Cruelle ironie du sort : le TO, très affecté par l’explosion du Boeing de Flash Airlines, a toujours accordé beaucoup d’attention au secteur aérien. Il y a quelques années, il avait étudié la possibilité d’entrer au capital d’Euralair Horizons, avec Royal Air Maroc et Go Voyages. L’affaire avait tourné court, faute d’accord avec l’actionnaire en place. Contacté avant la catastrophe, le président Georges Colson affirmait encore son intérêt pour la pérennité des acteurs français : « Tous les dossiers se regardent... »

Activité en croissance
Du coup, à l’issue de cette année noire, certaines compagnies enregistrent des croissances significatives, et quelques nouveaux entrants apparaissent. Air Méditerranée voit son chiffre d’affaires 2003 grimper à 65 millions d’euros, une hausse spectaculaire liée à un « transfert d’activité », selon son président, Antoine Ferretti. La compagnie s’est repositionnée, à la fois par nécessité et par opportunité, sur le charter, qui pèse dorénavant 60 % de son activité totale, contre 35 % en 2001. Les marges s’améliorent aussi.

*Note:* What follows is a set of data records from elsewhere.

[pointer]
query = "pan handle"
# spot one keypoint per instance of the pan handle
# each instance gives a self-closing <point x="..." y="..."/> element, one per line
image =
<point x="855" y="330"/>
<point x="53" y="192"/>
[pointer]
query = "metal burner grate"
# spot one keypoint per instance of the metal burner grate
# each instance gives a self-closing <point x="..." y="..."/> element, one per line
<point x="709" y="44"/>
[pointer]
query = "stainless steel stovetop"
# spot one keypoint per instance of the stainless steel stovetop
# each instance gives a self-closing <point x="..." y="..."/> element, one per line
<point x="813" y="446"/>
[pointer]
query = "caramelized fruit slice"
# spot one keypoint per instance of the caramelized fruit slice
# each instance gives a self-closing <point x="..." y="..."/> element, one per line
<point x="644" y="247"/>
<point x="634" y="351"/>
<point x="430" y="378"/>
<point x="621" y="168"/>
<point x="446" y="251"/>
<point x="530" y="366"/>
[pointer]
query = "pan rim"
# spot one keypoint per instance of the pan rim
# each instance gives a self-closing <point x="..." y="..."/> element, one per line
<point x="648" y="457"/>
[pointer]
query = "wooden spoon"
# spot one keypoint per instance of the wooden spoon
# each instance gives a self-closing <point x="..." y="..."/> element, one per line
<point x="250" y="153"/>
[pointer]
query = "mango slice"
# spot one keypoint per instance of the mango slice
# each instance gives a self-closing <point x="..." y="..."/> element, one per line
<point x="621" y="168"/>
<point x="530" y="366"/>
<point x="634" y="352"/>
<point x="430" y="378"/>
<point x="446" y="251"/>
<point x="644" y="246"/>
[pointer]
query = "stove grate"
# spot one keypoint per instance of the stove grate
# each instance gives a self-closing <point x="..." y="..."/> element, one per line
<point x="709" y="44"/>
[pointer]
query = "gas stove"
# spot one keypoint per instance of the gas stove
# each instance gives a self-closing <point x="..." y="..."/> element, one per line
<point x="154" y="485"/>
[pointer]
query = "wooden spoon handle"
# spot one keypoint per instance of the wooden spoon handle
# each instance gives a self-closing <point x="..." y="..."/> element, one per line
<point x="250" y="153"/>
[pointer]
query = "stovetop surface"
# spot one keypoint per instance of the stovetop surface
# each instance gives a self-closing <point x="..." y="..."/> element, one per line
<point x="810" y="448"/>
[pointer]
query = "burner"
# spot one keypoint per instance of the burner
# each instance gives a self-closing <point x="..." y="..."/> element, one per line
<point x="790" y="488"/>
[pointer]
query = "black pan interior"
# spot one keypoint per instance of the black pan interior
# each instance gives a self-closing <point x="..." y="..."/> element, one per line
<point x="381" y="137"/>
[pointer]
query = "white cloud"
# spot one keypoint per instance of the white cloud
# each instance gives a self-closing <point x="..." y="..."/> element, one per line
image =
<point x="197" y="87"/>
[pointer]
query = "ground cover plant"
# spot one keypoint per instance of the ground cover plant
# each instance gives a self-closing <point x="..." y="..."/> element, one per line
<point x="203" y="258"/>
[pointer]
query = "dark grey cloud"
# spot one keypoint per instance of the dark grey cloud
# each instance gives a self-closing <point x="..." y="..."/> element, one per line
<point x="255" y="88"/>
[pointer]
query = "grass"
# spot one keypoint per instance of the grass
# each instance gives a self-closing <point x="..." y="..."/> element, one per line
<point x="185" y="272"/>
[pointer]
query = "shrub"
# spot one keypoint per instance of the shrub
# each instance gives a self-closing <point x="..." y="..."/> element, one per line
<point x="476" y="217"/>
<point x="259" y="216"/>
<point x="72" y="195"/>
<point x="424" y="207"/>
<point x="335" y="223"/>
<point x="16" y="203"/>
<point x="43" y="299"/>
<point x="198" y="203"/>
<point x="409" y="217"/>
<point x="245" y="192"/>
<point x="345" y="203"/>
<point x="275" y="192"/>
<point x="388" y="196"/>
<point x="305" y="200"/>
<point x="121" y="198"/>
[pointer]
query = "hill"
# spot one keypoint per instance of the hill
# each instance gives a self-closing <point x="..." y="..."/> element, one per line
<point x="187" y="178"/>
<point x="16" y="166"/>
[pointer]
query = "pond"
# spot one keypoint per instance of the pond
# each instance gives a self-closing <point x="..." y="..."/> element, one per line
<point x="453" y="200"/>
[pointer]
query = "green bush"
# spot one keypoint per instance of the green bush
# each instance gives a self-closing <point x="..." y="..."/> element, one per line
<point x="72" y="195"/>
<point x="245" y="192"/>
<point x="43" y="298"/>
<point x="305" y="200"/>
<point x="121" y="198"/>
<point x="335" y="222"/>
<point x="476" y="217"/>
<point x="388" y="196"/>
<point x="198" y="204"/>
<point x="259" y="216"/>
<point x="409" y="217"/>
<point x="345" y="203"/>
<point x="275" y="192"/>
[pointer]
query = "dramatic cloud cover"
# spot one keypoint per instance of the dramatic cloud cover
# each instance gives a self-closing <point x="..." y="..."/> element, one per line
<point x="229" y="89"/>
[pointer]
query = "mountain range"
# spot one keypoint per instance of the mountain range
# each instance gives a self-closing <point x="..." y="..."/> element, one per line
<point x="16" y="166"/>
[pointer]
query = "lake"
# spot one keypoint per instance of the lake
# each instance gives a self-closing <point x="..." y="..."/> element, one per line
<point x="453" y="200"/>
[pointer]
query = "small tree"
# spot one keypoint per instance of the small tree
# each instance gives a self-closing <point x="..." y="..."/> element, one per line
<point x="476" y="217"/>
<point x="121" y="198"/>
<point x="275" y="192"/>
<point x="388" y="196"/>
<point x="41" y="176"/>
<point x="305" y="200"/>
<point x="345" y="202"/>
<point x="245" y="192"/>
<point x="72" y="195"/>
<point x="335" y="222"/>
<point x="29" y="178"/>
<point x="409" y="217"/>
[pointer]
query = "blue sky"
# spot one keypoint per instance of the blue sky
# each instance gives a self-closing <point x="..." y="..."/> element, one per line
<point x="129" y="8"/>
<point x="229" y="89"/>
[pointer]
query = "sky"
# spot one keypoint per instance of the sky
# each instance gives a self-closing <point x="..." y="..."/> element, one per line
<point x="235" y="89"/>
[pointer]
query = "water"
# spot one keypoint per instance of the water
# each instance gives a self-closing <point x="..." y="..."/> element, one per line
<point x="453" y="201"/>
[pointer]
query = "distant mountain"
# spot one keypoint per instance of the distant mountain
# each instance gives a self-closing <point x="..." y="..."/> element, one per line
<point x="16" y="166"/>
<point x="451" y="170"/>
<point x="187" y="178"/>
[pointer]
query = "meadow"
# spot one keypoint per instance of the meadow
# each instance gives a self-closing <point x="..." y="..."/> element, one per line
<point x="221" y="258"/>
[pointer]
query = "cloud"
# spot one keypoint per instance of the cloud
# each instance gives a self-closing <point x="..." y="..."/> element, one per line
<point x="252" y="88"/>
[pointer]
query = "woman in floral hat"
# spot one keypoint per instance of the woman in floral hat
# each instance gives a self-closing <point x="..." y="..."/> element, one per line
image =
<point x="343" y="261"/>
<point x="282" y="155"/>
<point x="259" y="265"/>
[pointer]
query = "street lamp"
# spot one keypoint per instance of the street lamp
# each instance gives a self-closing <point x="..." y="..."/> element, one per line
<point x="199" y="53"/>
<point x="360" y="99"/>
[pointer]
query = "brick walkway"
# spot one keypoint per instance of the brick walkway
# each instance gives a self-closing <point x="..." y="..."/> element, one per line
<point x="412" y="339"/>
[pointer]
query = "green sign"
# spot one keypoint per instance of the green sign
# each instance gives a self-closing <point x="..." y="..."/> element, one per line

Très en vue, Star Airlines a vu son chiffre d’affaires passer de 120 à 150 millions d’euros. « Le charter n’est pas mort. Notre activité est en croissance et elle a des perspectives, mais il faut s’adapter », martèle son dirigeant, Cédric Pastour. « A trop faire de plans préétablis, on risque d’enfermer les entreprises dans des cases qui ne sont pas les bonnes. C’est le marché qui décidera ! »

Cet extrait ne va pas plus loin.